Parents question school district officials on future plans

Parent Margot Jerome of Langley tells school  administrators of her concerns about the future of the South Whidbey public school system. - Jeff VanDerford
Parent Margot Jerome of Langley tells school administrators of her concerns about the future of the South Whidbey public school system.
— image credit: Jeff VanDerford

South Whidbey School District officials expected about

60 folks at a community forum held Saturday morning at the high school.

What they got was more 100 parents — most concerned about potential teacher layoffs and the wider issue of a $1.9 million budget shortfall — a number well beyond the typical crowd of 35 at such forums.

The sixth annual forum was geared to the questions of further school consolidation, start times for the public schools and the use of technology to improve student achievement.

But the 800-pound gorilla in the room, of course, was the recent news that 37 certificated teachers and counselors had been notified they were in jeopardy of losing their jobs.

The final reduction-in-force notices (RIFs) will be sent no later than May 15, according to the teachers’ union collective bargaining agreement. The district has said the actual number released will be smaller.

When I saw the list, I cried,” said Lisa Hanna. “We need to focus on the bottom line here. (Special education teacher) Jennifer Gandarias made all the difference in the world to my son and she’s on the list. Mark Eager, David Nelson; this is insane.”

Rich Bacigalupi from Langley warned district leaders that people are angry.

“If good teachers are let go, I’m out of here,” he said. “I want the public system to work.”

And Terry Swanson asked for a list showing the rankings and date of hire for those on the list, since seniority was the prime reason for inclusion.

“I’d also like to see the budgets of individual programs; which are being cut and which are still available,” Swanson said.

School District Superintendent Fred McCarthy gave a presentation on cumulative downward enrollment trends, the recession’s impact on programs, the state’s $9 billion budget deficit and the resultant economic realities for South Whidbey.

McCarthy told the audience that the district’s budget shortfall remains close to $1.9 million for the next school year. Officials have cut $600,000 from that figure through reductions in programs, curriculum and operating efficiencies. That leaves $1.3 million in salaries and benefits to make up.

The district’s total budget for this school year is $17 million.

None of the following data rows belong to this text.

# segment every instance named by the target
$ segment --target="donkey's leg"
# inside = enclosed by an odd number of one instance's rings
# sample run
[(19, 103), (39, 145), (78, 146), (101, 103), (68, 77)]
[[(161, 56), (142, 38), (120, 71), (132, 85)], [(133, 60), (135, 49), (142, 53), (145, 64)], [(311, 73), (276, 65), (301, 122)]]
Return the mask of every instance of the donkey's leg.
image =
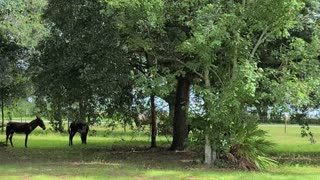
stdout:
[(8, 132), (6, 132), (6, 145), (8, 145), (8, 139), (9, 139), (9, 135), (10, 135), (10, 133), (8, 133)]
[(12, 136), (13, 136), (13, 133), (11, 133), (11, 134), (9, 135), (9, 140), (10, 140), (11, 146), (13, 147), (13, 144), (12, 144)]
[(73, 139), (73, 136), (76, 134), (76, 132), (70, 132), (70, 135), (69, 135), (69, 146), (72, 146), (73, 143), (72, 143), (72, 139)]
[(87, 144), (87, 133), (81, 133), (81, 142), (82, 144)]
[(27, 144), (28, 144), (28, 135), (29, 134), (26, 134), (26, 139), (25, 139), (25, 141), (24, 141), (24, 146), (27, 148), (28, 146), (27, 146)]

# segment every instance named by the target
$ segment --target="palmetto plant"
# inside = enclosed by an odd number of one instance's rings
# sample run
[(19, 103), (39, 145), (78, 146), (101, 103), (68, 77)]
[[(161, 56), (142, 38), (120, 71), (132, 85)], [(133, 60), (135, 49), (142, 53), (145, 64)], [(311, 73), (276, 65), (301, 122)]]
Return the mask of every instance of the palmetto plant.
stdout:
[(230, 155), (240, 168), (260, 170), (275, 165), (276, 161), (267, 157), (267, 150), (273, 143), (266, 140), (266, 131), (259, 129), (257, 122), (246, 115), (236, 122), (230, 141)]

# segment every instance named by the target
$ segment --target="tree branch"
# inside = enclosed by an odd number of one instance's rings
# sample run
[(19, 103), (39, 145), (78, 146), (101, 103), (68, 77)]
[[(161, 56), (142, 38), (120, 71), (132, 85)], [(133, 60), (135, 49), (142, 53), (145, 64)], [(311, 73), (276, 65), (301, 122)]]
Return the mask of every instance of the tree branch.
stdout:
[(252, 61), (254, 54), (256, 53), (256, 51), (258, 50), (259, 46), (267, 39), (267, 32), (269, 30), (269, 26), (267, 26), (263, 32), (261, 33), (257, 43), (254, 45), (254, 48), (252, 49), (251, 53), (250, 53), (250, 58), (249, 58), (249, 62)]

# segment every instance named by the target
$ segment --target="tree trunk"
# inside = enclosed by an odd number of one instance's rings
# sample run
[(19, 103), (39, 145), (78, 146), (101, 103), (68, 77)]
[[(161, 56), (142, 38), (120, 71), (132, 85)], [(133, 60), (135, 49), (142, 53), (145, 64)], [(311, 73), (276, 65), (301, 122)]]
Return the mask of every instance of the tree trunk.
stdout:
[(170, 150), (182, 150), (188, 133), (187, 116), (189, 108), (189, 94), (191, 77), (177, 77), (177, 89), (175, 100), (175, 111), (173, 118), (173, 140)]
[(86, 122), (86, 111), (87, 111), (87, 108), (86, 108), (84, 100), (80, 100), (80, 102), (79, 102), (79, 120), (81, 122)]
[(63, 132), (63, 125), (62, 125), (62, 107), (61, 107), (61, 101), (59, 100), (58, 104), (58, 111), (59, 111), (59, 132)]
[(156, 106), (154, 103), (154, 94), (150, 96), (151, 104), (151, 148), (157, 147), (157, 118), (156, 118)]
[[(204, 73), (204, 82), (206, 89), (211, 89), (211, 83), (209, 78), (209, 69), (205, 70)], [(208, 105), (205, 105), (206, 111), (209, 111)], [(212, 149), (212, 143), (210, 140), (210, 125), (207, 126), (205, 129), (205, 145), (204, 145), (204, 163), (205, 164), (212, 164), (217, 159), (216, 157), (217, 152)]]
[(4, 97), (3, 94), (1, 95), (1, 133), (3, 134), (4, 132)]

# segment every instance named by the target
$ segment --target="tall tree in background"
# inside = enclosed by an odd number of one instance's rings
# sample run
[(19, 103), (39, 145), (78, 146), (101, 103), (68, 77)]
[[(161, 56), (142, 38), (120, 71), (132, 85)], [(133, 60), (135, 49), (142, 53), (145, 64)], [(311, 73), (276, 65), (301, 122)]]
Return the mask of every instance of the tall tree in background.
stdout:
[(5, 104), (25, 95), (28, 57), (46, 34), (40, 16), (45, 0), (0, 2), (0, 98), (2, 132)]
[(32, 66), (38, 97), (52, 103), (55, 121), (61, 122), (62, 107), (76, 107), (75, 120), (85, 121), (98, 99), (128, 93), (129, 62), (113, 17), (102, 15), (102, 8), (98, 1), (48, 2), (44, 18), (51, 34), (38, 46)]

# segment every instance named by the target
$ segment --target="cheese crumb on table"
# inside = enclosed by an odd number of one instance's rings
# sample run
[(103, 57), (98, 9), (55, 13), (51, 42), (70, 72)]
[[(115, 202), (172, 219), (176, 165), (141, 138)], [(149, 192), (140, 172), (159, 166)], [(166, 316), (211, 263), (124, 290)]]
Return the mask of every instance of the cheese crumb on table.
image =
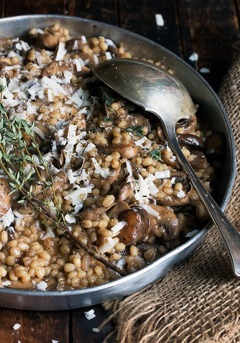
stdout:
[(96, 315), (94, 314), (94, 310), (93, 310), (92, 308), (87, 312), (84, 312), (84, 314), (86, 318), (89, 320), (90, 320), (90, 319), (92, 319), (93, 318), (96, 317)]
[(13, 326), (13, 328), (14, 329), (14, 330), (17, 330), (18, 329), (19, 329), (19, 328), (20, 328), (21, 327), (21, 326), (20, 325), (20, 324), (18, 324), (17, 323), (16, 324), (15, 324)]

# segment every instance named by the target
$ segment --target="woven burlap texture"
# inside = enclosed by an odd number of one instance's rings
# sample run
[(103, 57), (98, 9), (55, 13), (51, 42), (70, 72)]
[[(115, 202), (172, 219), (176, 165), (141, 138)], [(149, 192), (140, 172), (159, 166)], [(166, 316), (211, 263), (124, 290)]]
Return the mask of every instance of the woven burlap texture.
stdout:
[[(237, 149), (237, 175), (225, 213), (240, 219), (240, 58), (219, 94)], [(239, 343), (240, 279), (235, 277), (216, 229), (183, 263), (144, 289), (104, 304), (116, 322), (118, 343)]]

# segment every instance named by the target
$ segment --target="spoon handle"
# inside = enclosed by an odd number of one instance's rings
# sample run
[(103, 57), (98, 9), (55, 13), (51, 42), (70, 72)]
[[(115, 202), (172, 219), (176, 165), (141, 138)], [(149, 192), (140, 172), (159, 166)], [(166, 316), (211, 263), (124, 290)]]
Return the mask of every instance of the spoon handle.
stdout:
[(231, 259), (235, 274), (240, 276), (240, 234), (205, 189), (186, 159), (177, 140), (175, 127), (163, 124), (165, 126), (164, 131), (170, 147), (176, 154), (183, 170), (188, 176), (192, 186), (218, 229)]

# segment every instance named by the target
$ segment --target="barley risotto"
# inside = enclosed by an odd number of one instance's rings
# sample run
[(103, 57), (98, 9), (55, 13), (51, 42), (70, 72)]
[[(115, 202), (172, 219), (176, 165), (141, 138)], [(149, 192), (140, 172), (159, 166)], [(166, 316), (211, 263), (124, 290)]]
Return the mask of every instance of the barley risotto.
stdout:
[[(0, 40), (1, 287), (100, 285), (208, 219), (159, 122), (93, 76), (89, 67), (115, 57), (132, 57), (57, 24)], [(225, 140), (199, 119), (180, 121), (176, 133), (211, 193)]]

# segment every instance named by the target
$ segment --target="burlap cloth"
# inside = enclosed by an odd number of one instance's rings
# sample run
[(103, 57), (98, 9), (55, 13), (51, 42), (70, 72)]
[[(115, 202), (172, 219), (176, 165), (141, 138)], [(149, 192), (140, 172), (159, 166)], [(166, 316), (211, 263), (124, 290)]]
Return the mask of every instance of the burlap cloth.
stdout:
[[(237, 177), (225, 211), (237, 227), (240, 220), (240, 57), (225, 78), (219, 96), (237, 149)], [(188, 258), (164, 277), (104, 306), (116, 322), (118, 343), (239, 343), (240, 300), (240, 278), (234, 276), (214, 228)]]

He noted that the district is a third smaller than it was 10 years ago, and the challenge was to bring costs into line with declining revenues. McCarthy said that some names are on the list because of seniority, and others because programs are being whittled down to meet the financial needs of the school district.

McCarthy added that he feels the pain any layoffs might cause.

“In 1976, my wife was RIF’d and her picture was on the front page of the Everett Herald,” he recalled. “It wasn’t a happy time then, and it isn’t now.”

Attendees then convened around tables to examine if more schools should be consolidated as a budget-cutting measure. This summer, the primary school is shutting down — at an annual savings of $250,000 — and operations moved to the newly-formed South Whidbey Elementary School next door.

The results of their discussions were posted around the room.

Over the past several years, the district has explored closing the middle school, then selling or leasing the valuable 23-acre property near downtown Langley. The two-story 95,000-square-foot structure is the oldest in the district’s inventory, built in 1935.

“The middle school is inefficient and should be moved,” one participant noted.

Others agreed that consolidation of the middle school students into the high school would be a start, believing that it’s appropriately designed to keep middle and high school students separate as needed, and closure of the middle school would reduce operating costs significantly and permanently.

But there has been opposition from those who want to keep the kids close to town and others who point out that replacing the classrooms might cost more than upgrading the school. And some citizens are worried about having older and younger children in close proximity.

Other comments targeted efforts to bring more families with school-age kids onto the island, even moving the Bayview School to the high school.

The facilitator at one table, elementary school principal Scott Mauk, said that it was important that parents share leadership in dealing with challenges.

“Just by being here, you know a lot more,” Mauk said.

Parents also argued the pros and cons of a single start time for all schools, perhaps 9 a.m. to 3 p.m. This would allow a single bus run, saving fuel and personnel costs, but there is no hard data yet on the financial impact.

Some felt this would be major hardship for drivers, who would see their hours drop.

Driver Chris Cook agreed.

“If you cut my hours down, I’ll have to leave and I won’t be alone,” Cook said.

One parent was adamant, saying she wouldn’t allow her grade-school youngster to ride on the same bus as high school students. Another said the plan was impractical with two widely-separated secondary school sites.

As the session ended, parent John Knox asked the school board and administrators to continue seeking a financial solution.

“We think this is a great school district,” he said.

The next school board workshop is 6:30 p.m. Wednesday, May 6 at the intermediate school on Maxwelton Road in Langley.